Because of the popularity of Whieldon-style tortoiseshell wares and of historic Staffordshire pottery in general, and the high prices they fetch on the market, there has long been a problem of forgery. In more modern times, forgery of Whieldon wares dates back at least until the 1920s when his work commanded high prices.

In 1991 a lawsuit brought a forgery to light when the authenticity of a Whieldon-type candelabrum was called into question. This piece had been vetted by experts before being bought from an English dealer on behalf of an American collector.
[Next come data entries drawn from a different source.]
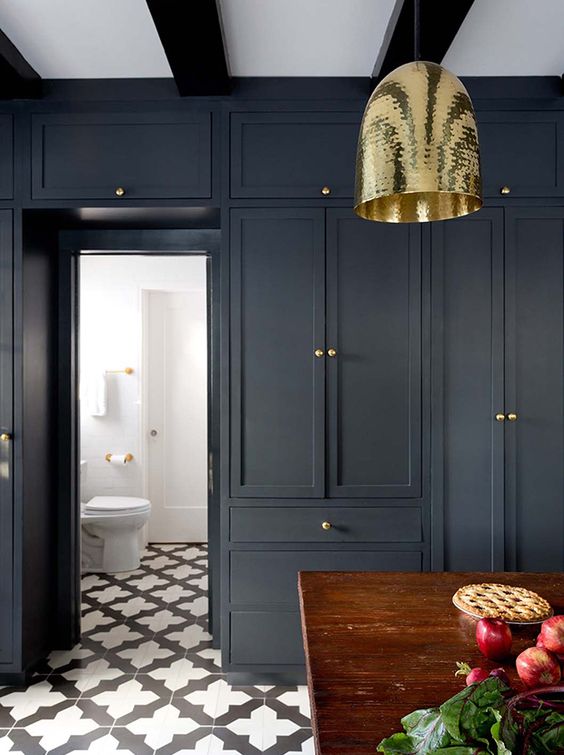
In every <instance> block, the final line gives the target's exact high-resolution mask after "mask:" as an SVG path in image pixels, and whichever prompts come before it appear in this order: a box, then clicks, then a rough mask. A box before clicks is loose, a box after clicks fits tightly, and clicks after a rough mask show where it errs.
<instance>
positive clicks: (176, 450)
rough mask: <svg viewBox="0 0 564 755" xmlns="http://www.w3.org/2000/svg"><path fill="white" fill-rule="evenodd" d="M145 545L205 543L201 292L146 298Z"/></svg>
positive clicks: (184, 292) (206, 323) (206, 401)
mask: <svg viewBox="0 0 564 755" xmlns="http://www.w3.org/2000/svg"><path fill="white" fill-rule="evenodd" d="M144 301H145V306H146V314H145V317H144V321H145V328H146V331H147V333H146V337H145V339H144V342H145V348H146V356H145V365H146V367H145V369H146V371H147V374H146V380H147V390H146V392H145V396H146V401H147V412H146V423H145V432H146V433H147V438H146V444H145V448H146V449H147V488H148V497H149V499H150V501H151V504H152V511H151V518H150V520H149V541H150V542H153V543H167V542H169V543H170V542H188V543H201V542H206V541H207V497H208V491H207V444H208V440H207V311H206V310H207V307H206V294H205V292H203V291H175V292H168V291H146V292H145V297H144Z"/></svg>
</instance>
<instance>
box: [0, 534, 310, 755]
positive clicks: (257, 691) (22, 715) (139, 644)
mask: <svg viewBox="0 0 564 755" xmlns="http://www.w3.org/2000/svg"><path fill="white" fill-rule="evenodd" d="M83 603H84V605H83V636H82V641H81V643H80V644H79V645H77V646H76V647H75V648H73V649H72V650H69V651H64V652H55V653H52V654H51V655H50V656H49V658H47V659H46V661H45V662H44V664H42V665H41V666H40V667H39V669H38V673H37V674H36V675H34V677H33V678H32V683H31V684H30V685H29V687H28V688H27V689H14V688H9V687H4V688H0V755H4V753H10V755H43V754H44V753H52V754H53V755H63V754H64V755H68V754H69V753H74V755H82V754H83V753H97V755H110V754H111V753H121V754H122V755H157V754H158V755H254V754H255V753H268V755H313V752H314V747H313V740H312V736H311V729H310V728H309V727H310V722H309V706H308V699H307V690H306V688H305V687H269V686H260V687H232V686H230V685H229V684H227V682H226V679H225V675H223V674H222V673H221V671H220V665H219V651H217V650H214V649H212V647H211V638H210V635H209V634H208V633H207V631H206V622H207V549H206V547H205V546H201V545H192V546H191V545H161V546H158V545H155V546H151V548H149V549H147V550H146V552H145V554H144V556H143V560H142V563H141V567H140V568H139V569H138V570H136V571H134V572H128V573H124V574H115V575H105V574H103V575H97V574H92V575H86V576H85V577H84V578H83Z"/></svg>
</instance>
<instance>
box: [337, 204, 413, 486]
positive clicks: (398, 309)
mask: <svg viewBox="0 0 564 755" xmlns="http://www.w3.org/2000/svg"><path fill="white" fill-rule="evenodd" d="M327 347H328V349H331V348H333V349H334V350H335V351H336V355H335V356H334V357H332V358H331V357H329V358H328V359H327V386H328V402H327V404H328V448H329V469H328V478H329V486H328V496H329V497H363V498H385V497H388V498H417V497H419V496H420V495H421V379H422V375H421V227H420V226H417V225H415V224H413V225H395V224H385V223H369V222H366V221H365V220H361V219H359V218H358V217H356V216H355V215H354V213H353V212H352V210H350V209H347V210H328V211H327ZM327 353H328V354H329V355H330V354H331V353H332V352H330V351H328V352H327Z"/></svg>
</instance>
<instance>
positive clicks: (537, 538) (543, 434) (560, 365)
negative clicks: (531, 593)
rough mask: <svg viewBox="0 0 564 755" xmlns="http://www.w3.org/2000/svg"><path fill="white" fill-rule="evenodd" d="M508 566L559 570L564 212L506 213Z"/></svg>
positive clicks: (537, 569)
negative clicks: (508, 421)
mask: <svg viewBox="0 0 564 755" xmlns="http://www.w3.org/2000/svg"><path fill="white" fill-rule="evenodd" d="M506 218H507V219H506V223H507V225H506V239H507V250H506V395H505V407H506V410H507V413H508V414H509V413H513V414H516V415H517V419H516V420H515V421H513V422H506V423H505V424H506V427H505V433H506V444H507V451H506V491H507V492H506V515H507V544H508V559H507V567H508V568H509V569H517V570H523V571H561V570H562V569H563V568H564V505H563V502H564V475H563V470H562V462H563V459H564V432H563V428H564V405H563V401H564V382H563V372H564V369H563V368H564V362H563V357H564V353H563V337H564V330H563V301H564V291H563V285H562V283H563V274H564V266H563V260H564V208H562V207H553V208H537V209H532V208H531V209H528V208H522V209H511V210H508V211H507V215H506Z"/></svg>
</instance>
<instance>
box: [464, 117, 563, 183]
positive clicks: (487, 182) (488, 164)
mask: <svg viewBox="0 0 564 755" xmlns="http://www.w3.org/2000/svg"><path fill="white" fill-rule="evenodd" d="M477 115H478V133H479V139H480V151H481V158H482V178H483V183H484V194H485V195H486V196H489V197H492V196H509V197H512V196H517V197H551V196H561V195H562V194H564V114H563V113H559V112H555V111H550V110H548V111H544V112H527V111H503V110H497V111H495V112H494V111H488V110H486V111H481V112H478V113H477Z"/></svg>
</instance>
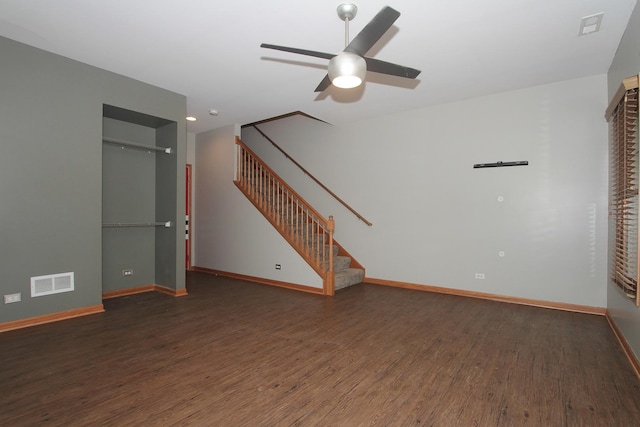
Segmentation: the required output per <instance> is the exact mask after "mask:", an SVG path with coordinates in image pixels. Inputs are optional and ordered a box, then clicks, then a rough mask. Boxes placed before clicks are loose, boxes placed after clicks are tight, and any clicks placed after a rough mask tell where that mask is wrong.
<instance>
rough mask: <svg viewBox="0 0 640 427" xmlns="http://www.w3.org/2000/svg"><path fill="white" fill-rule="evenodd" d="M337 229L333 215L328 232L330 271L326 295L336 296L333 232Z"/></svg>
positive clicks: (328, 226)
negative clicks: (331, 295) (333, 257)
mask: <svg viewBox="0 0 640 427" xmlns="http://www.w3.org/2000/svg"><path fill="white" fill-rule="evenodd" d="M335 229H336V222H335V221H334V220H333V215H329V221H327V230H328V231H329V271H328V272H327V289H325V294H326V295H334V294H335V273H334V271H333V232H334V231H335Z"/></svg>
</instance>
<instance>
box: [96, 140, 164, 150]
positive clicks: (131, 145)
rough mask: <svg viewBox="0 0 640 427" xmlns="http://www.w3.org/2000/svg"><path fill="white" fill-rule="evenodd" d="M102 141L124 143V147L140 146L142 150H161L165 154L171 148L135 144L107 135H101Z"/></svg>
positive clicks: (116, 142) (103, 141) (118, 143)
mask: <svg viewBox="0 0 640 427" xmlns="http://www.w3.org/2000/svg"><path fill="white" fill-rule="evenodd" d="M102 142H108V143H109V144H116V145H124V146H126V147H134V148H140V149H142V150H154V151H162V152H165V153H167V154H171V148H169V147H150V146H148V145H144V144H137V143H135V142H130V141H124V140H122V139H116V138H108V137H102Z"/></svg>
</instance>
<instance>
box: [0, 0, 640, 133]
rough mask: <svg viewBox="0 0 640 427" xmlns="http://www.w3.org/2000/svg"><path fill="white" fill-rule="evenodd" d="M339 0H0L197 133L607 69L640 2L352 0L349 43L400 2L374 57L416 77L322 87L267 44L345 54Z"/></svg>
mask: <svg viewBox="0 0 640 427" xmlns="http://www.w3.org/2000/svg"><path fill="white" fill-rule="evenodd" d="M340 3H341V1H340V0H333V1H328V0H303V1H299V2H297V3H296V2H293V1H291V0H286V1H285V0H269V1H265V0H244V1H236V2H234V1H230V0H226V1H219V0H189V1H180V0H109V1H99V0H55V1H52V0H0V35H2V36H5V37H8V38H11V39H14V40H17V41H20V42H23V43H26V44H29V45H32V46H36V47H38V48H41V49H44V50H47V51H50V52H54V53H57V54H60V55H63V56H66V57H69V58H72V59H75V60H78V61H81V62H84V63H87V64H91V65H94V66H97V67H100V68H103V69H106V70H110V71H113V72H116V73H119V74H123V75H125V76H129V77H131V78H134V79H137V80H140V81H143V82H147V83H150V84H153V85H156V86H160V87H163V88H165V89H168V90H171V91H174V92H178V93H181V94H184V95H186V96H187V108H188V113H189V114H190V115H194V116H196V117H197V118H198V121H197V122H195V123H189V124H188V130H189V132H194V133H199V132H203V131H206V130H210V129H214V128H217V127H221V126H226V125H229V124H234V123H235V124H246V123H251V122H255V121H259V120H263V119H267V118H271V117H275V116H279V115H282V114H286V113H290V112H293V111H303V112H305V113H307V114H310V115H312V116H314V117H317V118H319V119H322V120H325V121H327V122H329V123H334V124H339V123H344V122H348V121H354V120H360V119H364V118H369V117H375V116H380V115H383V114H388V113H391V112H398V111H402V110H407V109H413V108H419V107H423V106H427V105H432V104H437V103H444V102H451V101H455V100H460V99H465V98H470V97H474V96H479V95H484V94H489V93H496V92H501V91H505V90H511V89H517V88H523V87H528V86H535V85H539V84H544V83H549V82H554V81H561V80H567V79H572V78H578V77H582V76H588V75H594V74H603V73H606V72H607V70H608V68H609V65H610V64H611V60H612V58H613V56H614V54H615V51H616V49H617V47H618V43H619V41H620V38H621V37H622V33H623V31H624V29H625V27H626V25H627V22H628V20H629V17H630V15H631V12H632V10H633V7H634V5H635V3H636V0H366V1H363V0H361V1H358V0H354V1H353V3H355V4H356V5H357V6H358V15H357V16H356V18H355V19H354V20H353V21H352V22H351V25H350V35H351V38H353V37H355V35H356V34H357V33H358V32H359V31H360V30H361V29H362V28H363V27H364V25H366V24H367V23H368V22H369V20H370V19H371V18H373V16H374V15H375V14H376V13H378V12H379V11H380V10H381V9H382V8H383V7H384V6H387V5H388V6H391V7H393V8H394V9H396V10H398V11H399V12H400V13H401V14H402V15H401V16H400V18H399V19H398V20H397V21H396V23H395V24H394V26H393V27H392V28H391V29H390V30H389V31H388V32H387V33H386V34H385V36H384V37H383V38H382V40H381V41H380V42H379V43H377V44H376V45H375V46H374V47H373V49H372V50H371V51H370V52H369V54H368V56H374V57H375V58H378V59H381V60H384V61H389V62H395V63H398V64H401V65H405V66H409V67H412V68H417V69H419V70H422V74H420V76H418V79H417V80H415V81H412V80H407V79H402V78H398V77H389V76H383V75H380V74H376V73H368V75H367V81H366V83H365V84H364V85H362V86H361V87H359V88H356V89H349V90H345V89H336V88H335V87H333V86H332V87H330V88H329V89H327V90H326V91H325V92H323V93H321V94H317V93H314V89H315V87H316V86H317V85H318V83H319V82H320V81H321V80H322V78H323V77H324V75H325V73H326V64H327V61H326V60H323V59H318V58H313V57H308V56H302V55H295V54H291V53H287V52H279V51H274V50H268V49H262V48H260V47H259V46H260V43H262V42H264V43H271V44H277V45H284V46H290V47H297V48H302V49H309V50H316V51H322V52H329V53H337V52H339V51H340V50H342V49H343V48H344V22H343V21H341V20H340V19H339V18H338V16H337V13H336V8H337V6H338V4H340ZM600 12H604V20H603V22H602V26H601V29H600V32H598V33H594V34H590V35H587V36H580V37H579V36H578V30H579V27H580V19H581V18H582V17H584V16H588V15H593V14H596V13H600ZM0 60H1V57H0ZM210 109H217V110H219V115H218V116H217V117H213V116H210V115H209V114H208V111H209V110H210Z"/></svg>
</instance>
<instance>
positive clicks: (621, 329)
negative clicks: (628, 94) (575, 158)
mask: <svg viewBox="0 0 640 427" xmlns="http://www.w3.org/2000/svg"><path fill="white" fill-rule="evenodd" d="M638 40H640V6H639V5H636V8H635V9H634V11H633V14H632V15H631V19H630V20H629V25H628V26H627V30H626V31H625V33H624V36H623V37H622V40H621V41H620V46H619V47H618V51H617V52H616V55H615V57H614V59H613V62H612V64H611V68H610V69H609V75H608V81H609V99H611V98H612V97H613V95H614V94H615V92H616V91H617V90H618V87H619V86H620V84H621V83H622V80H623V79H625V78H627V77H631V76H633V75H637V74H638V72H640V55H639V53H638V52H639V50H638ZM607 291H608V293H607V311H608V312H609V316H611V317H612V318H613V320H614V321H615V323H616V325H617V326H618V328H619V329H620V331H621V332H622V334H623V335H624V336H625V338H626V339H627V342H628V343H629V345H630V346H631V348H632V349H633V351H634V352H635V354H636V357H640V309H639V308H638V307H636V306H635V305H634V304H633V303H632V302H631V301H630V300H629V299H628V298H627V297H625V296H624V295H623V294H622V292H621V291H620V290H619V289H618V287H617V286H615V285H614V284H612V283H609V286H608V287H607Z"/></svg>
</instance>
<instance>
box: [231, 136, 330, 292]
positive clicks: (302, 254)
mask: <svg viewBox="0 0 640 427" xmlns="http://www.w3.org/2000/svg"><path fill="white" fill-rule="evenodd" d="M236 148H237V151H236V160H237V164H236V174H235V178H234V184H235V185H236V186H237V187H238V188H239V189H240V191H242V192H243V193H244V194H245V196H246V197H247V198H248V199H249V200H250V201H251V203H253V205H254V206H255V207H256V208H257V209H258V210H259V211H260V212H261V213H262V215H263V216H264V217H265V218H266V219H267V220H268V221H269V222H270V223H271V224H272V225H273V226H274V227H275V228H276V230H278V232H280V234H281V235H282V237H284V238H285V240H287V242H289V244H290V245H291V246H292V247H293V248H294V249H295V250H296V251H297V252H298V253H299V254H300V256H302V258H303V259H304V260H305V261H306V262H307V263H308V264H309V265H310V266H311V267H312V268H313V269H314V271H315V272H316V273H318V275H319V276H320V277H321V278H322V280H323V293H324V294H325V295H333V294H334V288H335V282H334V279H335V278H334V270H333V255H334V254H333V251H334V250H333V247H334V241H333V233H334V231H335V222H334V220H333V216H329V218H328V219H326V218H324V217H323V216H322V215H320V214H319V213H318V212H317V211H316V210H315V209H314V208H313V207H312V206H311V205H310V204H309V203H307V202H306V201H305V200H304V199H303V198H302V197H300V195H298V193H296V192H295V191H294V190H293V189H292V188H291V187H289V186H288V185H287V184H286V183H285V182H284V180H282V178H280V177H279V176H278V175H277V174H276V173H275V172H274V171H273V170H272V169H271V168H269V166H267V165H266V164H265V163H264V162H263V161H262V160H261V159H260V158H259V157H258V156H257V155H256V154H255V153H254V152H253V151H251V149H249V148H248V147H247V146H246V145H245V144H244V143H243V142H242V141H241V140H240V138H238V137H236Z"/></svg>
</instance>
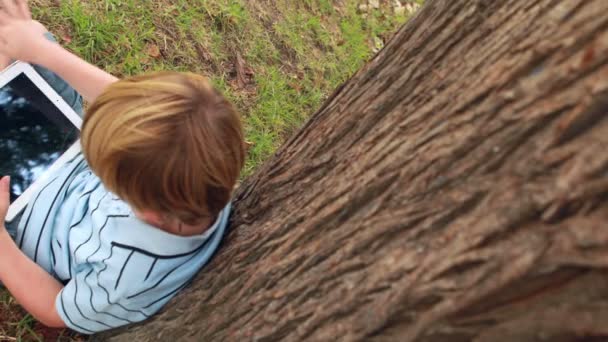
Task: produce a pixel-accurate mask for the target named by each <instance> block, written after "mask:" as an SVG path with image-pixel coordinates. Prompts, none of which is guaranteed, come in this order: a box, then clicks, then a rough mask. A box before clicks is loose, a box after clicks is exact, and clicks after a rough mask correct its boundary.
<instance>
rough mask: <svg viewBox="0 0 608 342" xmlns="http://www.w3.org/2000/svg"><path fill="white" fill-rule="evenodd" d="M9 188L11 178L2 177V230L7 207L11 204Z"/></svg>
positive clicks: (10, 185) (10, 199) (0, 217)
mask: <svg viewBox="0 0 608 342" xmlns="http://www.w3.org/2000/svg"><path fill="white" fill-rule="evenodd" d="M10 186H11V177H9V176H4V177H2V179H0V229H1V230H4V229H5V228H4V220H5V219H6V214H7V213H8V206H9V205H10V204H11V198H10V191H9V187H10Z"/></svg>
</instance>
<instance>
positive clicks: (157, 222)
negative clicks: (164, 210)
mask: <svg viewBox="0 0 608 342" xmlns="http://www.w3.org/2000/svg"><path fill="white" fill-rule="evenodd" d="M133 213H135V216H137V217H138V218H139V219H140V220H142V221H144V222H146V223H148V224H150V225H153V226H155V227H161V226H162V225H163V217H162V215H160V214H157V213H155V212H153V211H149V210H142V211H136V210H133Z"/></svg>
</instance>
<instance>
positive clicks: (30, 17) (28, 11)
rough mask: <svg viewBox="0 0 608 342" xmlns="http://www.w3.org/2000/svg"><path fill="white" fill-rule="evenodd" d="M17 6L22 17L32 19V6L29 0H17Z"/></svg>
mask: <svg viewBox="0 0 608 342" xmlns="http://www.w3.org/2000/svg"><path fill="white" fill-rule="evenodd" d="M16 1H17V7H18V8H19V12H20V13H21V17H22V18H23V19H28V20H29V19H32V12H30V6H28V4H27V0H16Z"/></svg>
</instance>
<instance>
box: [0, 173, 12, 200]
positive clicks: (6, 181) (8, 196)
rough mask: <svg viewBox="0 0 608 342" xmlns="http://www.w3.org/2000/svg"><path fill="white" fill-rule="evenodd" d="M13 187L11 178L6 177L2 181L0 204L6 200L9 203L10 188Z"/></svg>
mask: <svg viewBox="0 0 608 342" xmlns="http://www.w3.org/2000/svg"><path fill="white" fill-rule="evenodd" d="M10 186H11V177H10V176H4V177H2V179H0V203H3V202H4V201H5V200H6V202H8V199H9V191H8V190H9V188H10Z"/></svg>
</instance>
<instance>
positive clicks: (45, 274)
mask: <svg viewBox="0 0 608 342" xmlns="http://www.w3.org/2000/svg"><path fill="white" fill-rule="evenodd" d="M0 229H1V231H0V253H1V255H0V280H1V281H2V283H3V284H4V286H6V288H7V289H8V290H9V292H10V293H11V294H12V295H13V296H14V297H15V299H17V302H18V303H19V304H21V306H23V308H24V309H25V310H27V312H29V313H30V314H31V315H32V316H34V318H36V319H37V320H38V321H40V322H41V323H42V324H44V325H46V326H48V327H53V328H64V327H65V326H66V325H65V323H63V320H62V319H61V317H59V314H58V313H57V309H56V308H55V299H56V298H57V295H58V294H59V291H61V289H62V288H63V285H61V283H59V282H58V281H57V280H56V279H55V278H53V277H51V275H50V274H48V273H46V271H45V270H43V269H42V267H40V266H38V265H37V264H36V263H34V262H33V261H32V260H30V259H29V258H28V257H27V256H25V254H23V252H21V251H20V250H19V248H17V246H16V245H15V243H14V242H13V239H12V238H11V237H10V235H8V232H7V231H6V229H5V228H4V226H2V227H0Z"/></svg>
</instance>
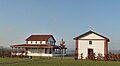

However, the use of thermoluminescence dating showed that it was modern.

== Enduring reputation ==
Thomas Whieldon's works have long been treasured by collectors and have realised high prices for at least the past century.

In 2011, Edmund de Waal selected a Thomas Whieldon teapot of 1760 for his celebration of the potter's art.

== Museum collections ==
- British Museum, London
- Metropolitan Museum of Art, New York
- Victoria & Albert Museum, London
- The Potteries Museum & Art Gallery, Stoke-on-Trent. Well represented but online catalogue appears to be under development.

==Portrait of Thomas Whieldon ==
The Wedgwood Museum, Barlaston, Staffordshire holds the only known portrait of Thomas Whieldon.